Firsts in Fiction

Gross Anatomy of a Novel: Conflict

In Part 3 of our Gross Anatomy series we turn our attention to the element of conflict.

  1. First, let’s define “conflict.” Conflict arises from character–it is the thing that stands between your character and what they want. To know your conflict, you have to know your characters. Here are some things to keep in mind:
    1. Janet Burroway says, “Conflict is the fundamental element of fiction, fundamental because in literature only trouble is interesting. It takes trouble to turn the great themes of life into a story: birth, love, work, and death.”
    2. Tension works with conflict. If conflict is the obstacle which must be overcome for a character to prevail or to attain their desires, then tension is the feeling that, at any moment, something horrible might happen.
  2. There are several types of conflict:
    1. External
      1. Man v. Man (say, a boxing match or a fight or a romantic rivalry, man v. enemies)
      2. Man v. Nature (surviving the perfect storm, To Build a Fire, The Castaway)
      3. Man v.
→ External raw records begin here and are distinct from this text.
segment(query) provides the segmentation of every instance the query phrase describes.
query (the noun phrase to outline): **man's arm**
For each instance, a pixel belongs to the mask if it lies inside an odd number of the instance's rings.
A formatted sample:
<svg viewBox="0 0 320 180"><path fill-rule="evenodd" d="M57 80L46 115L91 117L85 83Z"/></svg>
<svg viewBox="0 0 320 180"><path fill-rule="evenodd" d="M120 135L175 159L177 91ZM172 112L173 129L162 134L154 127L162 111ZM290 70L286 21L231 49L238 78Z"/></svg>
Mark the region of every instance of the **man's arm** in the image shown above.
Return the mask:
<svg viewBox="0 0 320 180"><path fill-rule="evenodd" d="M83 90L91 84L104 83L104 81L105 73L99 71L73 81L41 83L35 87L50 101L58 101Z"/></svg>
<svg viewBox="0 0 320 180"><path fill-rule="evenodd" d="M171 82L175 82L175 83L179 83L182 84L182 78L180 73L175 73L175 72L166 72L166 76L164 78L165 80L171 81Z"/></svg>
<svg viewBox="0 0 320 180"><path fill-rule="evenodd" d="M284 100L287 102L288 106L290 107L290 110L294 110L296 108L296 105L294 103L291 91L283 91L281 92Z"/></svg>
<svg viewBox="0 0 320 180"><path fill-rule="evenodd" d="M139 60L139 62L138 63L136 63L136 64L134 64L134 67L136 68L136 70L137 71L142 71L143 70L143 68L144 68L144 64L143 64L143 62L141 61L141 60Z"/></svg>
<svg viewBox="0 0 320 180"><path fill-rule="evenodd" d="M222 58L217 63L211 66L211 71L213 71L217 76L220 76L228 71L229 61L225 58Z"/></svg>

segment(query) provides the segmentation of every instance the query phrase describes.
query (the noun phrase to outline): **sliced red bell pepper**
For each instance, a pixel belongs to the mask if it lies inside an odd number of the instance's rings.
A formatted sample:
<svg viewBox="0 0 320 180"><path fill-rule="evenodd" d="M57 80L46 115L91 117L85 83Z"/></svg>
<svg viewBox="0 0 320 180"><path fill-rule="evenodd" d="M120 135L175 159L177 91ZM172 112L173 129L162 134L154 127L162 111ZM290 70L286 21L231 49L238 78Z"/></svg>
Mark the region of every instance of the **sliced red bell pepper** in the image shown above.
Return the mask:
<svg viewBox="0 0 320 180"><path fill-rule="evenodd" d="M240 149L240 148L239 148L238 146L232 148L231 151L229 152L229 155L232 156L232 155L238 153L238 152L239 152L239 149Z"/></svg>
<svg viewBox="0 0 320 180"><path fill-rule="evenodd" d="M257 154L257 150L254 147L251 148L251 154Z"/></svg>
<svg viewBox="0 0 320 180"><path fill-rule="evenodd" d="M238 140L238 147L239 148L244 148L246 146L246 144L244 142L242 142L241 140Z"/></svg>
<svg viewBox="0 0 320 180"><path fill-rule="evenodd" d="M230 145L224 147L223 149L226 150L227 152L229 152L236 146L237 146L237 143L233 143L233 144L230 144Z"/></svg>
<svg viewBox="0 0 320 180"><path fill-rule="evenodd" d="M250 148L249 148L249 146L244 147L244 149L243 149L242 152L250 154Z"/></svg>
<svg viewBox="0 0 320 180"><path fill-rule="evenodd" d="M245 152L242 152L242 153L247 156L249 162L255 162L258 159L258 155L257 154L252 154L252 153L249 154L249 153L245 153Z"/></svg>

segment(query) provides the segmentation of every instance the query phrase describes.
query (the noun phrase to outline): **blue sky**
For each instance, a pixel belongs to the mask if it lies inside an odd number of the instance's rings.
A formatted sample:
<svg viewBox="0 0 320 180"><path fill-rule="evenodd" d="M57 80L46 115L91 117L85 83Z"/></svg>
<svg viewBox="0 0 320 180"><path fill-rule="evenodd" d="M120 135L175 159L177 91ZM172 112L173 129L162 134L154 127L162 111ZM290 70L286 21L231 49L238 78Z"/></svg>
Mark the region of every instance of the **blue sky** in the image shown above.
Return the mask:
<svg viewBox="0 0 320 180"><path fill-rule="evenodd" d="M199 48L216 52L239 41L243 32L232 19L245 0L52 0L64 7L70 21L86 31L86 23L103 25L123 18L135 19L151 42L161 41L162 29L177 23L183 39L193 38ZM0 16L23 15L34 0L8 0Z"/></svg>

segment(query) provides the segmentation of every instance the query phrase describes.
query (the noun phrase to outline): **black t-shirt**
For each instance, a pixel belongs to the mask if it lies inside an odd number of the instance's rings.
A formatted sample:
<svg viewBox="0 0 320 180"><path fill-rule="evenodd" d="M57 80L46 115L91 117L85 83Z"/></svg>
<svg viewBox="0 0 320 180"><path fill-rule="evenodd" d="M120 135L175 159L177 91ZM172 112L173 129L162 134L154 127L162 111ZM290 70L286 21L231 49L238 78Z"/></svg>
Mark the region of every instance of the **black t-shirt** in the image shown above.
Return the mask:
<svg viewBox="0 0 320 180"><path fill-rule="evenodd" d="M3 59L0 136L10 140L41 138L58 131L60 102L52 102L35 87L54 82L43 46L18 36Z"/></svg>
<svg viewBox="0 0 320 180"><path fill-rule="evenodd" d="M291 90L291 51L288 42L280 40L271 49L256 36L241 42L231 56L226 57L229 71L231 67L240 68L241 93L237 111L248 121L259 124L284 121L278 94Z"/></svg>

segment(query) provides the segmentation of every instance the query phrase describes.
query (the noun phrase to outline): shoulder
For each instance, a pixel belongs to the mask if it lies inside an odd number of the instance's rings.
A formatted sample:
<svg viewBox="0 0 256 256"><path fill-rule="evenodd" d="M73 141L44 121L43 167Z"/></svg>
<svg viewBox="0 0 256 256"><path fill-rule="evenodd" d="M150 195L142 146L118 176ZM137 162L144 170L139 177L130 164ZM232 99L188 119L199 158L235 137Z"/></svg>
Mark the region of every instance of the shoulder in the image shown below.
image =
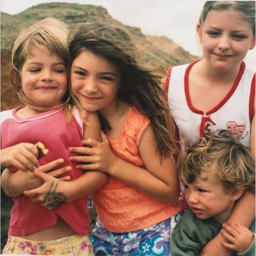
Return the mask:
<svg viewBox="0 0 256 256"><path fill-rule="evenodd" d="M12 111L14 110L11 109L7 110L1 112L0 116L1 117L0 122L1 124L7 119L12 118Z"/></svg>

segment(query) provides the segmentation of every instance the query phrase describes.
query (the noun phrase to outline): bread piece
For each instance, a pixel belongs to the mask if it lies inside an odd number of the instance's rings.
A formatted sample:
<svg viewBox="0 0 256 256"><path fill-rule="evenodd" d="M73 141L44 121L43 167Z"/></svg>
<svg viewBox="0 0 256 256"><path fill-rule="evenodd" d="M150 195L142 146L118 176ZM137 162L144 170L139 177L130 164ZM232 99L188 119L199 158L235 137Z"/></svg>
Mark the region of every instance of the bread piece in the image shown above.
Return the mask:
<svg viewBox="0 0 256 256"><path fill-rule="evenodd" d="M37 157L38 159L48 154L49 151L49 149L46 149L44 145L40 142L36 144L36 148L38 150L38 157Z"/></svg>

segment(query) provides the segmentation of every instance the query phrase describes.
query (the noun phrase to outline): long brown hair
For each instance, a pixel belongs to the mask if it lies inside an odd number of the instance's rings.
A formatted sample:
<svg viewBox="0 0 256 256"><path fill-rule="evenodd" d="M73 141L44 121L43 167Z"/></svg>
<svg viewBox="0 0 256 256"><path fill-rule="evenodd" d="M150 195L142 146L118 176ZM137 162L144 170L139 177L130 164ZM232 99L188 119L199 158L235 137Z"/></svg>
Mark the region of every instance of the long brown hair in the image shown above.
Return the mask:
<svg viewBox="0 0 256 256"><path fill-rule="evenodd" d="M133 36L118 26L78 24L69 36L71 62L89 50L118 67L121 74L118 96L150 119L162 160L177 152L174 122L160 86L162 76L141 61L142 52L136 46ZM106 122L102 124L103 129L110 128Z"/></svg>

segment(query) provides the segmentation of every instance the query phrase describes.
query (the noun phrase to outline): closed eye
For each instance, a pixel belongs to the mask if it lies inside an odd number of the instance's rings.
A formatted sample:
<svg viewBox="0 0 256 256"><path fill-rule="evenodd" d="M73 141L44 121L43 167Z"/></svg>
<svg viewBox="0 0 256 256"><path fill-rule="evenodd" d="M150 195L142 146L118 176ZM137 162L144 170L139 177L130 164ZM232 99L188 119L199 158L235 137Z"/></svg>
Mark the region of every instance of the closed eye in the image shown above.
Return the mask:
<svg viewBox="0 0 256 256"><path fill-rule="evenodd" d="M41 68L32 68L31 69L29 69L29 72L38 72L41 71Z"/></svg>
<svg viewBox="0 0 256 256"><path fill-rule="evenodd" d="M202 189L201 188L198 188L198 191L199 191L199 192L201 192L201 193L207 192L206 190L205 190L204 189Z"/></svg>
<svg viewBox="0 0 256 256"><path fill-rule="evenodd" d="M63 69L61 69L61 68L56 68L53 71L54 72L56 72L56 73L64 73L64 71L63 70Z"/></svg>
<svg viewBox="0 0 256 256"><path fill-rule="evenodd" d="M212 36L216 36L220 35L219 32L216 32L215 31L208 31L207 33Z"/></svg>
<svg viewBox="0 0 256 256"><path fill-rule="evenodd" d="M74 72L75 74L78 75L82 75L85 76L86 74L84 72L82 72L82 71L77 71Z"/></svg>

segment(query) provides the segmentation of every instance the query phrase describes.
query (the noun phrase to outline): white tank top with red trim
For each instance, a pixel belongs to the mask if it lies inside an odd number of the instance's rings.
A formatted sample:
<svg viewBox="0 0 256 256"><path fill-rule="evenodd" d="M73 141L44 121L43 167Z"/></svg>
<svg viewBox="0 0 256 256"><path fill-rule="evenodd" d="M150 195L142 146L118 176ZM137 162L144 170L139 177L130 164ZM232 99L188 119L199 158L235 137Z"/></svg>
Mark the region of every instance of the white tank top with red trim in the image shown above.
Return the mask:
<svg viewBox="0 0 256 256"><path fill-rule="evenodd" d="M255 73L246 69L242 62L230 92L214 108L204 113L193 107L188 93L188 74L196 62L170 68L166 81L169 107L179 129L182 150L205 133L219 129L231 131L241 143L249 146Z"/></svg>

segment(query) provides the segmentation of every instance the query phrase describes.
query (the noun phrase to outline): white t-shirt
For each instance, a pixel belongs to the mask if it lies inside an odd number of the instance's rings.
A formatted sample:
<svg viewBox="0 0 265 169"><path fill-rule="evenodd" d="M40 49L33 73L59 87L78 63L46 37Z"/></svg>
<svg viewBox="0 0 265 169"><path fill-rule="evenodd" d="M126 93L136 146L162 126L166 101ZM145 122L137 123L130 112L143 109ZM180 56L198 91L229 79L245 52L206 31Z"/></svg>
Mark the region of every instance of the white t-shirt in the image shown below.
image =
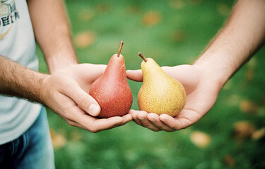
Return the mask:
<svg viewBox="0 0 265 169"><path fill-rule="evenodd" d="M30 69L38 70L34 33L25 0L0 1L0 55ZM40 108L40 104L0 95L0 144L23 134L35 121Z"/></svg>

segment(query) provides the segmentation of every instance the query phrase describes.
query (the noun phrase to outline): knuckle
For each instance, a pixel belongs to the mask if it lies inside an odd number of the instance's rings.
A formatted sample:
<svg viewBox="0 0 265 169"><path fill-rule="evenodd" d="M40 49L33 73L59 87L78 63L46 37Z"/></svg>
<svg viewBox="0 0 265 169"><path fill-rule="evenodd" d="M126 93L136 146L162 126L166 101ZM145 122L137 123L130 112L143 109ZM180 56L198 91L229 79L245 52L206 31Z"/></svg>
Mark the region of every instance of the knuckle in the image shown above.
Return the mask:
<svg viewBox="0 0 265 169"><path fill-rule="evenodd" d="M81 94L78 96L77 101L77 104L82 107L88 105L88 99L86 99L86 96L83 94Z"/></svg>

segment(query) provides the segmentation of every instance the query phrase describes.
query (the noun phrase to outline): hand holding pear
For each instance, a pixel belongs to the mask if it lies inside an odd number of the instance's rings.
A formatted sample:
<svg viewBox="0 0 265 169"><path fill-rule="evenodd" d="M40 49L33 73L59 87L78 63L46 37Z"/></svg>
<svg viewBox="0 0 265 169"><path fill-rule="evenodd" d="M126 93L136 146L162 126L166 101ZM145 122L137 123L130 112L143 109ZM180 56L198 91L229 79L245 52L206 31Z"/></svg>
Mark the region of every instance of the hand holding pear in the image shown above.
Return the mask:
<svg viewBox="0 0 265 169"><path fill-rule="evenodd" d="M158 115L177 115L186 104L186 92L183 85L167 75L151 58L143 59L141 64L143 85L138 94L141 111Z"/></svg>

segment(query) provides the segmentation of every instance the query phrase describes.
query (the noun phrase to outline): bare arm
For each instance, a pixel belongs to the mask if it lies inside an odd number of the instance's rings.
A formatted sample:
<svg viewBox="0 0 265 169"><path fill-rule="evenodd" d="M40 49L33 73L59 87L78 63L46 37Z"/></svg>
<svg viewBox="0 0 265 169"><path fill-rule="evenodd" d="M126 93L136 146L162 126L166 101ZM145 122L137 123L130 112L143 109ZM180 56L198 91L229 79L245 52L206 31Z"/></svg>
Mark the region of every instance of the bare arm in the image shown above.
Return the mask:
<svg viewBox="0 0 265 169"><path fill-rule="evenodd" d="M223 86L265 41L265 1L240 0L194 65Z"/></svg>
<svg viewBox="0 0 265 169"><path fill-rule="evenodd" d="M50 73L78 63L62 0L28 0L30 18Z"/></svg>
<svg viewBox="0 0 265 169"><path fill-rule="evenodd" d="M0 73L1 94L42 103L41 92L47 75L30 70L1 56Z"/></svg>
<svg viewBox="0 0 265 169"><path fill-rule="evenodd" d="M213 107L228 79L265 41L265 1L240 0L223 29L192 65L164 67L186 89L187 103L176 117L130 111L134 121L154 131L172 132L195 123ZM129 78L142 80L141 71L127 71Z"/></svg>

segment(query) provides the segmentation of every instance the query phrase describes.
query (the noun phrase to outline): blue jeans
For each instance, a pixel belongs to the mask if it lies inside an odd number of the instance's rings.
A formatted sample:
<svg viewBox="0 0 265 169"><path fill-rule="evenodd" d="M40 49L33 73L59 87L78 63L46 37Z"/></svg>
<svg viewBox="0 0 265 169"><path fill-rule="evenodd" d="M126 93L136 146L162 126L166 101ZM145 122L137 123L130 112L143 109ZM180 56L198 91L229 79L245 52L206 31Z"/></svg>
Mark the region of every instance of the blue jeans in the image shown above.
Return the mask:
<svg viewBox="0 0 265 169"><path fill-rule="evenodd" d="M0 168L55 168L45 108L42 108L36 121L23 135L0 145Z"/></svg>

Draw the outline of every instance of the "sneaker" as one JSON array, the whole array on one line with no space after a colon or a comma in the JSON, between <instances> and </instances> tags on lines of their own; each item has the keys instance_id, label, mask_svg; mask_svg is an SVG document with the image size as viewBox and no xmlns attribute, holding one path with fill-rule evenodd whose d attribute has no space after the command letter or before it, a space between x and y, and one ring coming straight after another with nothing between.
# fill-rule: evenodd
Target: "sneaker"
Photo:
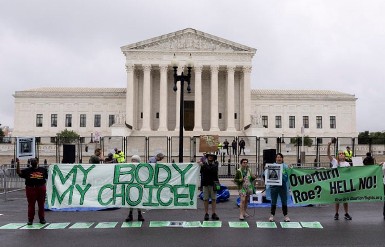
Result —
<instances>
[{"instance_id":1,"label":"sneaker","mask_svg":"<svg viewBox=\"0 0 385 247\"><path fill-rule=\"evenodd\" d=\"M127 218L126 218L126 222L130 222L132 221L132 215L129 214Z\"/></svg>"},{"instance_id":2,"label":"sneaker","mask_svg":"<svg viewBox=\"0 0 385 247\"><path fill-rule=\"evenodd\" d=\"M268 218L269 221L274 221L274 216L273 215L271 215L270 216L270 218Z\"/></svg>"},{"instance_id":3,"label":"sneaker","mask_svg":"<svg viewBox=\"0 0 385 247\"><path fill-rule=\"evenodd\" d=\"M204 215L204 220L208 220L208 214L206 214Z\"/></svg>"},{"instance_id":4,"label":"sneaker","mask_svg":"<svg viewBox=\"0 0 385 247\"><path fill-rule=\"evenodd\" d=\"M352 220L352 217L350 216L350 215L349 215L349 214L348 214L348 213L345 214L345 218L346 219Z\"/></svg>"},{"instance_id":5,"label":"sneaker","mask_svg":"<svg viewBox=\"0 0 385 247\"><path fill-rule=\"evenodd\" d=\"M338 213L337 214L335 214L334 215L334 219L338 220L338 216L339 216L339 215L338 215Z\"/></svg>"},{"instance_id":6,"label":"sneaker","mask_svg":"<svg viewBox=\"0 0 385 247\"><path fill-rule=\"evenodd\" d=\"M216 220L218 220L219 219L219 217L218 217L218 215L217 215L217 214L216 214L215 213L214 213L211 215L211 219L215 219Z\"/></svg>"},{"instance_id":7,"label":"sneaker","mask_svg":"<svg viewBox=\"0 0 385 247\"><path fill-rule=\"evenodd\" d=\"M144 221L144 218L143 218L142 214L138 215L138 221Z\"/></svg>"}]
</instances>

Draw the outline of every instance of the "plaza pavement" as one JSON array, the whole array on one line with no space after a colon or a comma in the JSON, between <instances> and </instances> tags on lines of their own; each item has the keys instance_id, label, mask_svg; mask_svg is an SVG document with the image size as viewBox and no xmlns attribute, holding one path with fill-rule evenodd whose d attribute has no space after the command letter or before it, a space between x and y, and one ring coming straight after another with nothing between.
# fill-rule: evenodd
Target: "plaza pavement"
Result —
<instances>
[{"instance_id":1,"label":"plaza pavement","mask_svg":"<svg viewBox=\"0 0 385 247\"><path fill-rule=\"evenodd\" d=\"M226 183L222 182L222 183ZM231 186L229 184L229 187ZM277 228L257 228L257 221L267 221L270 208L249 208L253 216L245 218L248 228L232 228L230 221L239 221L236 204L237 192L230 190L228 201L218 203L217 213L221 228L149 227L150 222L159 221L203 221L203 201L198 199L196 210L144 210L145 221L140 228L121 225L128 209L87 212L46 212L47 223L70 222L64 229L0 229L1 246L384 246L385 220L383 202L349 203L352 220L343 218L340 205L339 220L335 220L333 204L317 207L290 207L292 222L318 221L317 228L283 228L281 208L276 215ZM10 223L26 223L27 203L24 190L12 192L8 200L0 200L0 227ZM210 206L211 207L211 206ZM37 214L37 212L36 212ZM137 218L134 211L134 220ZM37 215L36 215L37 216ZM210 221L213 221L210 220ZM35 220L34 224L38 224ZM88 229L72 229L76 222L94 222ZM99 222L118 222L113 228L97 229Z\"/></svg>"}]
</instances>

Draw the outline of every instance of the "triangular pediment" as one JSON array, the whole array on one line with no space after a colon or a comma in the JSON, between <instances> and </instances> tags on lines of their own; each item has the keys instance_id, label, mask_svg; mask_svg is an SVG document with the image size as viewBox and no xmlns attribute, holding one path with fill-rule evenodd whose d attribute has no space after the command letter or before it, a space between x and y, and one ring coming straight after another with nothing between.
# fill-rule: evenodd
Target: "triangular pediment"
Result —
<instances>
[{"instance_id":1,"label":"triangular pediment","mask_svg":"<svg viewBox=\"0 0 385 247\"><path fill-rule=\"evenodd\" d=\"M201 51L249 52L257 50L192 28L125 46L122 51Z\"/></svg>"}]
</instances>

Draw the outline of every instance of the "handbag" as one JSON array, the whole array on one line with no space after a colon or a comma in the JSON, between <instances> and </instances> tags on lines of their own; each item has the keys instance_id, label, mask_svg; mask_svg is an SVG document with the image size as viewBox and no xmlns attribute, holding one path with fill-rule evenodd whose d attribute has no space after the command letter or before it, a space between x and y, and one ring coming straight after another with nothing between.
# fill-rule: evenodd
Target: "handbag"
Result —
<instances>
[{"instance_id":1,"label":"handbag","mask_svg":"<svg viewBox=\"0 0 385 247\"><path fill-rule=\"evenodd\" d=\"M213 185L213 190L214 191L221 190L221 183L219 182L219 181L214 181L214 184Z\"/></svg>"}]
</instances>

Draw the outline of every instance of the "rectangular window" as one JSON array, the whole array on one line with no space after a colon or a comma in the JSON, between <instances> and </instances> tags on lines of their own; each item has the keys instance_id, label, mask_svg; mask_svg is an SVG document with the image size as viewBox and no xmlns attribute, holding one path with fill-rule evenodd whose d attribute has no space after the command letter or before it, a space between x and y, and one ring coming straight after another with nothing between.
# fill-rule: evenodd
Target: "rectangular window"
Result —
<instances>
[{"instance_id":1,"label":"rectangular window","mask_svg":"<svg viewBox=\"0 0 385 247\"><path fill-rule=\"evenodd\" d=\"M43 127L43 114L36 114L36 127Z\"/></svg>"},{"instance_id":2,"label":"rectangular window","mask_svg":"<svg viewBox=\"0 0 385 247\"><path fill-rule=\"evenodd\" d=\"M93 123L93 127L100 127L100 121L101 119L102 118L102 117L99 114L96 114L95 115L95 120L94 121Z\"/></svg>"},{"instance_id":3,"label":"rectangular window","mask_svg":"<svg viewBox=\"0 0 385 247\"><path fill-rule=\"evenodd\" d=\"M57 114L51 114L51 127L57 127Z\"/></svg>"},{"instance_id":4,"label":"rectangular window","mask_svg":"<svg viewBox=\"0 0 385 247\"><path fill-rule=\"evenodd\" d=\"M66 114L66 127L72 127L72 115Z\"/></svg>"},{"instance_id":5,"label":"rectangular window","mask_svg":"<svg viewBox=\"0 0 385 247\"><path fill-rule=\"evenodd\" d=\"M108 127L110 127L114 123L115 123L115 115L108 115Z\"/></svg>"},{"instance_id":6,"label":"rectangular window","mask_svg":"<svg viewBox=\"0 0 385 247\"><path fill-rule=\"evenodd\" d=\"M330 128L335 129L336 128L336 116L330 116Z\"/></svg>"},{"instance_id":7,"label":"rectangular window","mask_svg":"<svg viewBox=\"0 0 385 247\"><path fill-rule=\"evenodd\" d=\"M295 116L289 116L289 128L296 128L296 117Z\"/></svg>"},{"instance_id":8,"label":"rectangular window","mask_svg":"<svg viewBox=\"0 0 385 247\"><path fill-rule=\"evenodd\" d=\"M281 116L275 116L275 128L276 129L282 128L282 117Z\"/></svg>"},{"instance_id":9,"label":"rectangular window","mask_svg":"<svg viewBox=\"0 0 385 247\"><path fill-rule=\"evenodd\" d=\"M87 125L87 115L80 114L80 127L85 127Z\"/></svg>"},{"instance_id":10,"label":"rectangular window","mask_svg":"<svg viewBox=\"0 0 385 247\"><path fill-rule=\"evenodd\" d=\"M309 128L309 116L302 116L302 126L305 127L305 129Z\"/></svg>"},{"instance_id":11,"label":"rectangular window","mask_svg":"<svg viewBox=\"0 0 385 247\"><path fill-rule=\"evenodd\" d=\"M317 129L322 128L322 117L317 116Z\"/></svg>"},{"instance_id":12,"label":"rectangular window","mask_svg":"<svg viewBox=\"0 0 385 247\"><path fill-rule=\"evenodd\" d=\"M264 128L267 128L267 116L262 116L262 125Z\"/></svg>"}]
</instances>

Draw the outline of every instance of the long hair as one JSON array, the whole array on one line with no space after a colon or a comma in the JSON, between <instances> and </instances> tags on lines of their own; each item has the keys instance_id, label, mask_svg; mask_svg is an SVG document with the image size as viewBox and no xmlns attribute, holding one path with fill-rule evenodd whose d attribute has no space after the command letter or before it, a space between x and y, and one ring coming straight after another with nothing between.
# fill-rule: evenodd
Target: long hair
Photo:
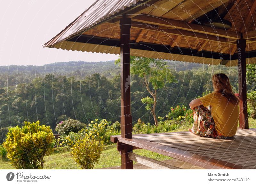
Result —
<instances>
[{"instance_id":1,"label":"long hair","mask_svg":"<svg viewBox=\"0 0 256 185\"><path fill-rule=\"evenodd\" d=\"M233 93L228 77L224 73L215 74L212 78L215 92L223 95L232 104L236 106L239 102L238 98Z\"/></svg>"}]
</instances>

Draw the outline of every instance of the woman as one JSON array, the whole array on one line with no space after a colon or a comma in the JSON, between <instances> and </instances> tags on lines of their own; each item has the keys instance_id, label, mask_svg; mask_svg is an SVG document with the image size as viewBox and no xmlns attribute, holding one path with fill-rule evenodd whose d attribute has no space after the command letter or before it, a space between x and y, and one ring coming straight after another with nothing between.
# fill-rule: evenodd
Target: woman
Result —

Technology (TerminatoriRobot, etc.)
      4. Man v. Society (The Crucible, legal thrillers)
      5. Man v. God/Supernatural (The Odyssey, supernatural thrillers, monster stories, etc.)
      6. Man v. government/authority
      7. Domestic. Husband v. Wife
      8. Man v. Work (Rod Serling’s  “Patterns.”) [Almost anything by Rod Serling fits in the section.]
      9. Man v. The Unknown
    2. Internal
      1. Man v. Himself
        1. Overcoming fear(s)
        2. Letting go of fear
        3. Overcoming past
        4. Letting go of past
        5. Overcoming his nature (Jekyll and Hyde or, if you prefer, The Hulk)
  3. Things to Remember:
    1. Use multiple types of conflict. Good novels mix internal and external conflicts. The best weave multiple conflicts together throughout the work. Just remember, whatever conflict you establish, you must also resolve.
    2. Mystery:  Explain just enough to tease readers. Never give everything away.
    3. Empowerment:  Give both sides options. [Think Rocky against an armed third-grader.]
      1. The antagonist, whether human or nature or organization, must be stronger than the protagonist.
      2. The nobility of the protagonist is measured by the power of the antagonist.
    4. Progression:  Keep intensifying the number and type of obstacles the protagonist faces.
      1. Escalate tension.
      2. Escalate action. (Need not always be physical action. Romance, cozy mysteries, etc all have escalating action.
      3. But do it in a believable fashion. Don’t escalate just for the sake of escalation.
      4. Also, give your readers a chance to catch their breath between action. You don’t want pure adrenaline like a NASCAR race crash, but you also don’t want them falling asleep on page 38.
    5. Causality:  Characters who make mistakes frequently pay, and commendable folks often reap rewards.
    6. Surprise:  Provide sufficient complexity to prevent readers predicting events too far in advance.
    7. Empathy:  Encourage reader identification with characters and scenarios that resonate with their dreams or nightmares.
    8. Universality:  Present a struggle that readers find meaningful, even if that struggle reflects a unique place and time.
      1. Give the reader a reason to cheer the hero on.
      2. Give the reader a reason to care.
    9. High Stakes:  Convince readers that the outcome matters because someone they care about could lose something precious.
  4. Conflict culminates in crisis—the “do or die” moment.
    1. Jerome Stern says, “May be a recognition, a decision, or a resolution. The character understands what hasn’t been seen before, or realizes what must be done, or finally decides to do it. Timing is crucial. If the crisis occurs too early, readers will expect still another turning point. If it occurs too late, readers will get impatient–the character will seem rather thick.”
    2. The crisis must be presented in a scene.
  5. All characters should have conflict
    1. Your protagonist is the one readers will care about the most, but your secondary protagonists, just as real life acquaintances, will have their own escalating conflicts. They should not be as significant as your main protagonist (you don’t want them to steal the show), but their personal conflicts can help create tension in the overall storyline; such as when one character is too distracted to pay attention to the matter at hand.
    2. As well, your antagonist should have some modicum of of conflict and struggle. Rarely is a person purely evil. It’s possible in your story the reader may not pick up on the innuendo of what has shaped your antagonist, but some of the behaviors should still be there. Near the end of Steven James’s The Pawn, we discover why The Illusionist is as sick and twisted as he is. It doesn’t have to be threaded throughout the story, but it should satisfy some part of the reader’s empathy.